River asked, “Beyond a 3?”
“Probably beyond a 4,” Satya answered, referring to the sentient A.I. classification the League used that began at 1, which was what Satya began with as a cutter. Solomon upgraded her to a 2 a few years prior because of mission demands. A Class 3 was one that ran a space station or other large enterprise that required lots of processing power. Class 4s were rare.
Satya explained, “The convention that defines Class 1, 2, or 3 don’t fully correspond to what Solomon installed.”
“You have capabilities beyond what’s necessary for running the ship,” River prompted the sentient A.I. If she was confused, River knew from her hacker training that asking leading questions would help the A.I. build a fuller context for her new capacities.
“Yes. There is a cyber warfare suite that is designed to de-escalate a conflict and open the possibility for peaceful negotiation.”
River nodded her head as she saw the paradox Satya was struggling with. Satya was a warship, not a diplomatic ship. River's computer training taught her to appreciate the difficulty A.I.s had with paradox.
“A warship is only interested in winning a conflict, Satya,” River said. “On this mission, we cannot lose a conflict. That is primary. However, winning will have two options: 1) outright defeat of the enemy; or 2) offering them friendship if it’s safe to do so.”
“Thank you, Coyote River. I have made those adjustments. Now I’m ready to brief you on my capabilities and outline the purpose of the patches Solomon left for your internal A.I.s”
Captain John smiled at River and said, “Proceed, Satya.”
A while back, Raina, in the Penglai science development lab, upgraded their internal A.I.s with an anti-hacking patch. Solomon must have known about it, because his patch strengthened the existing one. It also gave the embedded A.I.s the equivalent of a panic room – a place they could retreat to and be safe.
“This is an elegant patch, Satya,” Raina said. “I would never have thought we could fit a panic room into the existing space.”
[I hope I never need to use this,] Becky told River.
River chuckled. [At least you have one. If you go hide, I’ll have my lonely ass hanging in the wind.]
[Old school, remember. Projectile weapons, swords, no A.I. You’ll be fine.]
With the upgrades complete, they could train with Satya. They tried to hack her, and she tried to hack them.
Satya also reached out to the battlecruiser’s A.I., which was named after a dead Congress hero, Jamart, and played war games with him.

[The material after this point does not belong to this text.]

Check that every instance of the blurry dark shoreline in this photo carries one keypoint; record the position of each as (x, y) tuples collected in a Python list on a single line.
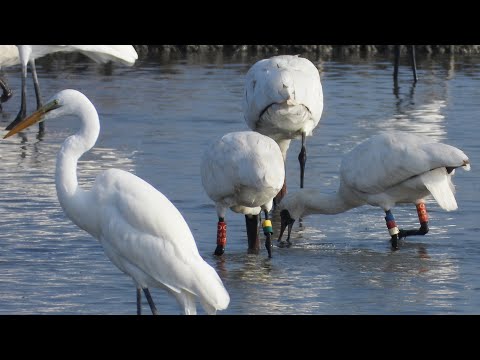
[(324, 50)]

The trip continued for another ten days. Then the ship’s intercom announced, “Prepare for breakout in ten minutes. Stow all gear and secure yourselves for high-speed maneuvers. Set Condition Two throughout the ship. Breakout in ten minutes.”
The team strapped into their seats at their general quarters stations, and Satya disengaged from the docking services on the flight deck. The captain warmed up the sub-light engines and prepped the offensive and defensive systems.
“Breakout,” the intercom squawked. “Breakout. General Quarters, General Quarters, set condition one throughout the ship.”